We started received intermittent 500 error for our website which is using Siteminder, after restarting webserver instances it got resolved. While analyzing the root cause we found following error in SM logs
[8395/703276800][Tue Mar 26 2019 04:57:05][CSmLowLevelAgent.cpp:546][ERROR][sm-AgentFramework-00520] LLA: SiteMinder Agent Api function failed - 'Sm_AgentApi_IsProtectedEx' returned '-1'.
[8395/703276800][Tue Mar 26 2019 04:57:05][CSmProtectionManager.cpp:192][ERROR][sm-AgentFramework-00420] HLA: Component reported fatal error: 'Low Level Agent'.
[8395/703276800][Tue Mar 26 2019 04:57:05][CSmHighLevelAgent.cpp:423][ERROR][sm-AgentFramework-00420] HLA: Component reported fatal error: 'Protection Manager'.
It looks like problem due to policyserver and webagent. We also see following message in server during that time
SiteMinder agent is enabled.
SiteMinder agent is running.
It looks like SM agent got rebooted due to policy server error but some webinstances become not responsive.
The question we like to understand is, will SM agent auto reboot if it fails due to policy server error? or is it possible due to this failure some webagent still not recovered after policy server failure solved and kept throwing 500 until webinstance reboot?

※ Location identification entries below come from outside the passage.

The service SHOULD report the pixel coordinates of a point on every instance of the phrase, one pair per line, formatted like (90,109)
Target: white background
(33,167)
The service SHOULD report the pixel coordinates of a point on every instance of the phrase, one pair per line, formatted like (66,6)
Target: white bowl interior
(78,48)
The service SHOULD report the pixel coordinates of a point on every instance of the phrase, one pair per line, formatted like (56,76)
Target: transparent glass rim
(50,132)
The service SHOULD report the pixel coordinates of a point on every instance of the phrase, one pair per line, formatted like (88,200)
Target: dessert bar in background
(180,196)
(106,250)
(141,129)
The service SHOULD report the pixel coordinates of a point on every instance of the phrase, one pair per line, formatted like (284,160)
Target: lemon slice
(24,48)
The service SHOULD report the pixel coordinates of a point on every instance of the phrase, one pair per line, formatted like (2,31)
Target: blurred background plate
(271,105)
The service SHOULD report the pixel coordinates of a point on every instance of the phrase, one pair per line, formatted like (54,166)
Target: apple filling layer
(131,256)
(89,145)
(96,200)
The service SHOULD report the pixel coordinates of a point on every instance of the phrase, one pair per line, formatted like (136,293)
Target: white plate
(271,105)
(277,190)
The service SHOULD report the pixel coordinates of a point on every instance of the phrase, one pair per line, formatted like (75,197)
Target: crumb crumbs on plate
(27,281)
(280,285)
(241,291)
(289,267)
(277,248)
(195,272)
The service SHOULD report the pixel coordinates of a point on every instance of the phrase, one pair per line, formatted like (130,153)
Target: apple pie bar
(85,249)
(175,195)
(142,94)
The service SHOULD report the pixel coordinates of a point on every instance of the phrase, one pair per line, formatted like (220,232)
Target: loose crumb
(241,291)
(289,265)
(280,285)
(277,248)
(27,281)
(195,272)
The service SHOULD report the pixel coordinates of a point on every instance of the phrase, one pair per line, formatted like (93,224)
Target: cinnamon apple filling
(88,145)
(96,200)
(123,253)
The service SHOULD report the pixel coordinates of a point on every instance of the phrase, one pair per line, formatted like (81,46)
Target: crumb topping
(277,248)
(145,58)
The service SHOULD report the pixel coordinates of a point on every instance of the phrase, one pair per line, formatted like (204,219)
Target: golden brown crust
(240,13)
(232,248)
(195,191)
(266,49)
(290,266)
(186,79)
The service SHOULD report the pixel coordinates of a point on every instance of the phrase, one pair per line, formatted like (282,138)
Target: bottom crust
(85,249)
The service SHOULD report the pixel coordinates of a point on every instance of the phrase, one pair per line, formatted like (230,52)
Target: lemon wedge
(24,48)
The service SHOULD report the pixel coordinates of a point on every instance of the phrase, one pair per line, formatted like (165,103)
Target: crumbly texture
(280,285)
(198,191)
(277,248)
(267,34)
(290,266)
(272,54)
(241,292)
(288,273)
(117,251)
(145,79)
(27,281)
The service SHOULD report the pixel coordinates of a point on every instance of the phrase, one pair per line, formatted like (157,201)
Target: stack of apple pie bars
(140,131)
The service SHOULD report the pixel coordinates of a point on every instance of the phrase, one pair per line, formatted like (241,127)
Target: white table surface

Please help to understand.
There are a couple of reasons why an agent might not issue the "'Sm_AgentApi_IsProtectedEx' returned '-1'." message.
First review the following KB for further information regarding the error message.
As the article discusses, It could be related to network issues and normally is.
However, it could also be related to hitting the 'maxconnections" setting on the policy server.
Connection Options Group Box
This group box allows you to specify the maximum number of Policy Server threads, and the idle timeout for a connection to the Policy Server.
Try this..Enable the stats command on the policy servers if not already and monitor to confirm that the policy servers are not hitting the configured "max connections" value.
Also enable the connections trace on the web agents in question. Collect Detailed Agent Connection Data with an Agent Connection Manager Trace Log
Together with this information, you might be able to determine if this issue is related to network issues or policy server configuration of the max connections.
One last bit of information, if your policy servers are on linux, then you might want to check entropy as well.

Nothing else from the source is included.